Social Media Phishing – SCAM OF THE MONTH


Ariel (10) was scrolling through the newsfeed of a photosharing app when she noticed a glam shot of her favorite influencer wearing cute new sneakers. She took a screenshot for her birthday list and then noticed a giveaway linked in the comments section. “Turn $20 into $200 and buy these shoes now! Make real money, real fast.” Ariel knew it was unlikely she’d get the shoes from her parents, and more likely she’d get a pair of similarly colored socks, so she clicked the link to try her luck online. This took her to an outside website.

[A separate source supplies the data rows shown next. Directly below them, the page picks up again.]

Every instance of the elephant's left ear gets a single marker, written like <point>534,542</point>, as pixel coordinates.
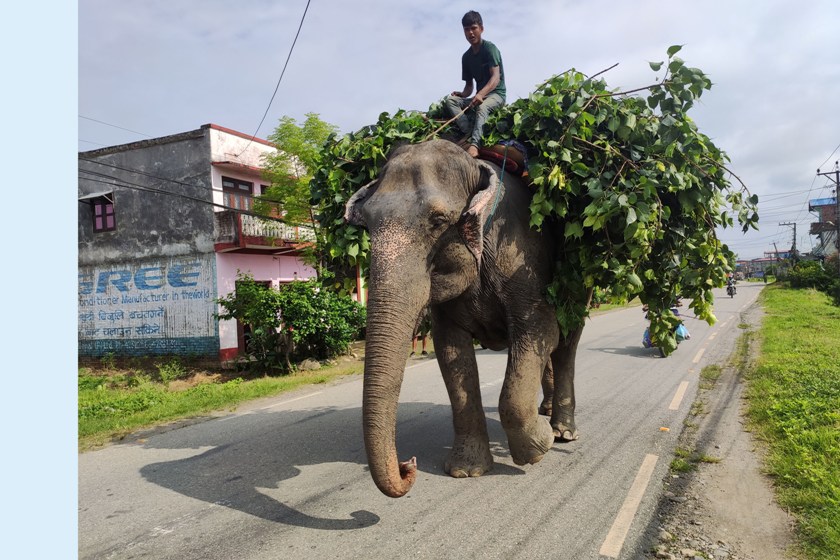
<point>471,225</point>
<point>353,208</point>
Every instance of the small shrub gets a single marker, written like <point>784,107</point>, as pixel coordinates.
<point>171,370</point>
<point>109,360</point>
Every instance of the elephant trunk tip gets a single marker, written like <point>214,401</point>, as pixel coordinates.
<point>401,486</point>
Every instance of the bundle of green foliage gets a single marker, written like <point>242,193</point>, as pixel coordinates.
<point>302,318</point>
<point>636,190</point>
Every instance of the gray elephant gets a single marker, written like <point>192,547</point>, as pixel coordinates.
<point>448,233</point>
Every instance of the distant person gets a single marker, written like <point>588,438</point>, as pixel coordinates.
<point>421,333</point>
<point>482,64</point>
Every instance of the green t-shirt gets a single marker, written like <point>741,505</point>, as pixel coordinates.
<point>477,67</point>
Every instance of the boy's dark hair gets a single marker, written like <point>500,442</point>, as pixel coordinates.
<point>471,18</point>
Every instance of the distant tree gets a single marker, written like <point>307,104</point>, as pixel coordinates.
<point>290,168</point>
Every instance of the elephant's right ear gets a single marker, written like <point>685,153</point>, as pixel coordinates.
<point>472,223</point>
<point>353,209</point>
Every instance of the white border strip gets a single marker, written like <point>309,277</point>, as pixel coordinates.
<point>675,403</point>
<point>618,532</point>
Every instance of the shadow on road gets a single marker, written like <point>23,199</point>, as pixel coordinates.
<point>634,351</point>
<point>261,450</point>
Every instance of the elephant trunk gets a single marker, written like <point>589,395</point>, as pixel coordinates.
<point>392,315</point>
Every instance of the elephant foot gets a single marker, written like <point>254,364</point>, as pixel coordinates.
<point>564,429</point>
<point>565,434</point>
<point>529,445</point>
<point>470,456</point>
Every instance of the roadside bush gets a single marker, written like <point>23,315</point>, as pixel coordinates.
<point>822,277</point>
<point>304,318</point>
<point>321,322</point>
<point>809,274</point>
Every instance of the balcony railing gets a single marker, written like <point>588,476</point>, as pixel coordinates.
<point>232,229</point>
<point>257,227</point>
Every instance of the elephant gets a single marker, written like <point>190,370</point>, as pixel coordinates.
<point>452,233</point>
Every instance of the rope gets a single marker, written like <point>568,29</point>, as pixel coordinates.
<point>447,123</point>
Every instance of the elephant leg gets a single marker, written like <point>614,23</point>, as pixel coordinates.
<point>529,435</point>
<point>563,402</point>
<point>470,454</point>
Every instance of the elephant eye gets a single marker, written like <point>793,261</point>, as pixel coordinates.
<point>439,220</point>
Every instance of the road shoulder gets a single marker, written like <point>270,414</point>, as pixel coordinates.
<point>724,509</point>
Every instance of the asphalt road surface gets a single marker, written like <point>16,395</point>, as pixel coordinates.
<point>287,477</point>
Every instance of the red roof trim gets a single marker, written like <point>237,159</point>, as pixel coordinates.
<point>240,134</point>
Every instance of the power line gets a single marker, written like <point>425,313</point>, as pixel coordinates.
<point>167,180</point>
<point>115,182</point>
<point>829,157</point>
<point>279,79</point>
<point>115,126</point>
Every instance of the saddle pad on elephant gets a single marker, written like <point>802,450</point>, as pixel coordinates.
<point>498,157</point>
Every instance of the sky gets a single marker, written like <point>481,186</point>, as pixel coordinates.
<point>157,67</point>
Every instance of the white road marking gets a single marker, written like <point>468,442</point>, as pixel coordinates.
<point>292,400</point>
<point>618,532</point>
<point>675,403</point>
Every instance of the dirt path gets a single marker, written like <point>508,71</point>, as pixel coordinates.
<point>722,510</point>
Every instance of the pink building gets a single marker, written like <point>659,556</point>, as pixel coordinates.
<point>165,225</point>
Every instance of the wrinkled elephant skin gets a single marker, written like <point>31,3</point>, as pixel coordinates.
<point>448,234</point>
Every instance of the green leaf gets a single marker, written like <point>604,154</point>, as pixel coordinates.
<point>573,229</point>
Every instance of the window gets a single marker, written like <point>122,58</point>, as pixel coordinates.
<point>104,218</point>
<point>237,194</point>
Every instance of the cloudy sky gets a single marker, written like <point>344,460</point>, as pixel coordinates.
<point>158,67</point>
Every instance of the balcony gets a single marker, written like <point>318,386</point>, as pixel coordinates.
<point>236,232</point>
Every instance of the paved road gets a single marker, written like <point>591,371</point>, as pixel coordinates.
<point>287,477</point>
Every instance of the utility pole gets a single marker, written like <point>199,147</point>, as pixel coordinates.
<point>836,181</point>
<point>793,246</point>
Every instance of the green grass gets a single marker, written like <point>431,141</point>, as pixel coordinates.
<point>123,401</point>
<point>794,405</point>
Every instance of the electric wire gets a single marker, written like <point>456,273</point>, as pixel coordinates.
<point>168,180</point>
<point>115,126</point>
<point>109,180</point>
<point>277,87</point>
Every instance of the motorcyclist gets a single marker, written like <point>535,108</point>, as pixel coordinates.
<point>730,283</point>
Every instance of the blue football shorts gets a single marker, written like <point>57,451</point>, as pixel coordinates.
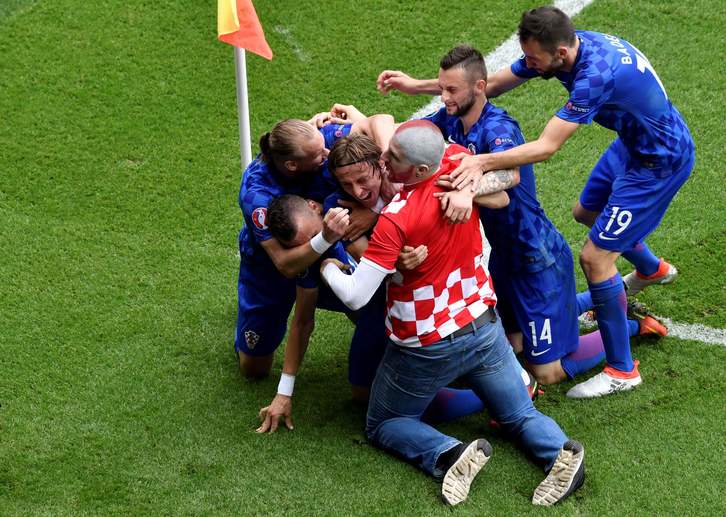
<point>630,198</point>
<point>542,306</point>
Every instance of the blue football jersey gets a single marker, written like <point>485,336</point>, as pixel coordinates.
<point>261,183</point>
<point>521,235</point>
<point>614,84</point>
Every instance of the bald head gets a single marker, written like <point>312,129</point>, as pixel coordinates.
<point>420,143</point>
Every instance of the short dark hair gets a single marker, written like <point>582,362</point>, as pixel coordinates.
<point>281,214</point>
<point>468,58</point>
<point>548,26</point>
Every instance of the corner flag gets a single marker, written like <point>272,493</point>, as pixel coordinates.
<point>238,25</point>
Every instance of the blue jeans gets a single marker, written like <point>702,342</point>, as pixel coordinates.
<point>408,378</point>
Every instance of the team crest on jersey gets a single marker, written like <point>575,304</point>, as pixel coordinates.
<point>251,338</point>
<point>259,218</point>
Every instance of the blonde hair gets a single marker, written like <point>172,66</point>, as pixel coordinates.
<point>356,148</point>
<point>285,139</point>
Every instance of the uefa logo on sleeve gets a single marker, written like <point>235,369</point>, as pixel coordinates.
<point>259,216</point>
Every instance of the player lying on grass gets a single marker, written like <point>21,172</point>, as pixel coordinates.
<point>292,160</point>
<point>615,329</point>
<point>442,327</point>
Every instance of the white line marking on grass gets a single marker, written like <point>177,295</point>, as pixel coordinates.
<point>695,332</point>
<point>687,331</point>
<point>292,42</point>
<point>507,52</point>
<point>504,55</point>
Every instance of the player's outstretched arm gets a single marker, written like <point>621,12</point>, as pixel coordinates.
<point>396,80</point>
<point>301,329</point>
<point>554,135</point>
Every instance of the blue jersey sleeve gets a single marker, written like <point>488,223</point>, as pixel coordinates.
<point>254,207</point>
<point>519,68</point>
<point>334,132</point>
<point>439,118</point>
<point>590,91</point>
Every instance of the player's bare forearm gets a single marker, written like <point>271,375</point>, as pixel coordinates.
<point>497,181</point>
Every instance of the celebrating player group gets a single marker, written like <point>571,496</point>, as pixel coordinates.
<point>386,222</point>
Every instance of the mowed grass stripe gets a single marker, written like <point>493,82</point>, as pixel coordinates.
<point>120,170</point>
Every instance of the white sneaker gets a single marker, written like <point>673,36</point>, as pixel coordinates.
<point>634,283</point>
<point>606,382</point>
<point>566,475</point>
<point>460,475</point>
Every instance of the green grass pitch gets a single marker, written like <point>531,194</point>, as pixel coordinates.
<point>119,171</point>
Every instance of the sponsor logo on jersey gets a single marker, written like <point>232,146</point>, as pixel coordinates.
<point>251,338</point>
<point>259,216</point>
<point>577,109</point>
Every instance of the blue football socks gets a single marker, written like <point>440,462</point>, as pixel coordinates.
<point>610,309</point>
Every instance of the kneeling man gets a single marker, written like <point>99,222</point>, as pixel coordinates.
<point>442,326</point>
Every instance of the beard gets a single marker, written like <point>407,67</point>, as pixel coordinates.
<point>463,109</point>
<point>555,66</point>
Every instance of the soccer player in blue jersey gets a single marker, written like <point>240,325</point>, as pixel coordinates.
<point>612,83</point>
<point>294,221</point>
<point>292,160</point>
<point>531,263</point>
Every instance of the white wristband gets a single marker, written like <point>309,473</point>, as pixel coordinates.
<point>380,205</point>
<point>287,384</point>
<point>319,244</point>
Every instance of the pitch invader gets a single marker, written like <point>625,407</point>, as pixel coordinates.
<point>612,83</point>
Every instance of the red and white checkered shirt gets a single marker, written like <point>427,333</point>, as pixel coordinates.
<point>452,287</point>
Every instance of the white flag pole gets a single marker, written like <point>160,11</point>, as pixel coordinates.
<point>243,108</point>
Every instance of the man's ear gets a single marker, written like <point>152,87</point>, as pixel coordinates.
<point>290,165</point>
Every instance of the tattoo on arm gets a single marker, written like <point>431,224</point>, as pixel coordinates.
<point>497,181</point>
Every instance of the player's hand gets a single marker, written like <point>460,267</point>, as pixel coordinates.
<point>396,80</point>
<point>280,407</point>
<point>362,219</point>
<point>348,113</point>
<point>468,173</point>
<point>324,118</point>
<point>411,258</point>
<point>456,204</point>
<point>335,224</point>
<point>337,263</point>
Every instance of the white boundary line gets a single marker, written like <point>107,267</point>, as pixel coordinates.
<point>504,55</point>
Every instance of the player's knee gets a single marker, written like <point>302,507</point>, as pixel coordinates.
<point>255,367</point>
<point>583,216</point>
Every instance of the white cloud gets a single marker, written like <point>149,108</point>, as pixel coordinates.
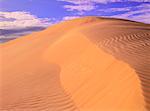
<point>21,19</point>
<point>142,14</point>
<point>84,7</point>
<point>70,17</point>
<point>88,5</point>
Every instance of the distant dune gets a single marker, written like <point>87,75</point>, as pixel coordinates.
<point>85,64</point>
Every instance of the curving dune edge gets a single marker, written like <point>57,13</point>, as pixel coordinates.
<point>86,64</point>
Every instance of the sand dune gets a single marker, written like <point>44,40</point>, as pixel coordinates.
<point>86,64</point>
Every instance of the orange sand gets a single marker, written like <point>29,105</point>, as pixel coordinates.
<point>86,64</point>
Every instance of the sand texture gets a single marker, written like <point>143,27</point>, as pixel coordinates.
<point>86,64</point>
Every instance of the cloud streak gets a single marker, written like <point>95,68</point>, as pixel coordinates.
<point>16,24</point>
<point>21,19</point>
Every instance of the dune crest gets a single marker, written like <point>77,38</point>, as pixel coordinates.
<point>86,64</point>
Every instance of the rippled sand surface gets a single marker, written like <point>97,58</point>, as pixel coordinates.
<point>86,64</point>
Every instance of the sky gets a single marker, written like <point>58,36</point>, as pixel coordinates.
<point>24,16</point>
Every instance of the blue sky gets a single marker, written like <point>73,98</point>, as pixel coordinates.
<point>16,14</point>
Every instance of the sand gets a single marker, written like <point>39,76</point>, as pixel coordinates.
<point>86,64</point>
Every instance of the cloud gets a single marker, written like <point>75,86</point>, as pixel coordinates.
<point>21,19</point>
<point>69,17</point>
<point>141,14</point>
<point>16,24</point>
<point>88,5</point>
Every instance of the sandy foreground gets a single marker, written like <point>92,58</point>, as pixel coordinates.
<point>86,64</point>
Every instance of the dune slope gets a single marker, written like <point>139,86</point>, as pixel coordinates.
<point>86,64</point>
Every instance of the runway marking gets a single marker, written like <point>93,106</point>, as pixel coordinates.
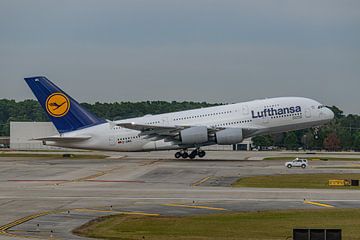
<point>116,212</point>
<point>90,180</point>
<point>194,206</point>
<point>90,177</point>
<point>149,163</point>
<point>319,204</point>
<point>201,181</point>
<point>5,228</point>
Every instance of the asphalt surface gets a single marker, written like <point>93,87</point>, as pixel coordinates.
<point>48,198</point>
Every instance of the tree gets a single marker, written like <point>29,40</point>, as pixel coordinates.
<point>356,142</point>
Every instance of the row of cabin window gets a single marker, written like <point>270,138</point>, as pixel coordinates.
<point>153,122</point>
<point>232,123</point>
<point>128,138</point>
<point>204,115</point>
<point>270,106</point>
<point>287,115</point>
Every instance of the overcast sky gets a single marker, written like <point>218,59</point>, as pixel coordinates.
<point>199,50</point>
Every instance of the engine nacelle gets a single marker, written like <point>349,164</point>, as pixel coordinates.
<point>229,136</point>
<point>194,135</point>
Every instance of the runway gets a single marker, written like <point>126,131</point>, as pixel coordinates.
<point>49,197</point>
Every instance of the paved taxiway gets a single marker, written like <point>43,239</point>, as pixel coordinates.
<point>50,197</point>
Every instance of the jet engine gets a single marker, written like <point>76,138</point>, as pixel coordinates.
<point>229,136</point>
<point>194,135</point>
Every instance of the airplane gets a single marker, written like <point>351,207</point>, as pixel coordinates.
<point>193,129</point>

A flashing logo said to “call this number, to learn more!” When she did, a male voice answered, “All you need to do is give me the security number and pin from your reload card, and I’ll add in some extra zeros.” Ariel didn’t feel right about the situation. Her heart was racing, and she quickly hung up.

Did you spot the red flags?

  • Ariel clicked a link in the comments section. Because the link was tied to a known influencer that she liked and trusted, she was misled to believe it was vetted.
  • The caller was requesting a pin or code. Never provide anyone with these numbers, or other numbers tied to your money.
  • Turning $20 into $200 was too good to be true. Ariel had a gut feeling something wasn’t right, and she went with it. Good for her!

What you should know about this scam

As Mamma and Daddy shark, it’s important to talk with Baby sharks about scams they may encounter while surfing the web.

Social Media scams have more than tripled in the past year. These platforms are often a place to let your guard down, and surround yourself with friends. Fraudsters take advantage of this dynamic, and swoop in when you least expect it.

Make your home a no phishing zone. Stay in the know about new phishing tactics, and role-play scheming scenarios with little ones so that they’ll know what to look out for and how to proceed safely.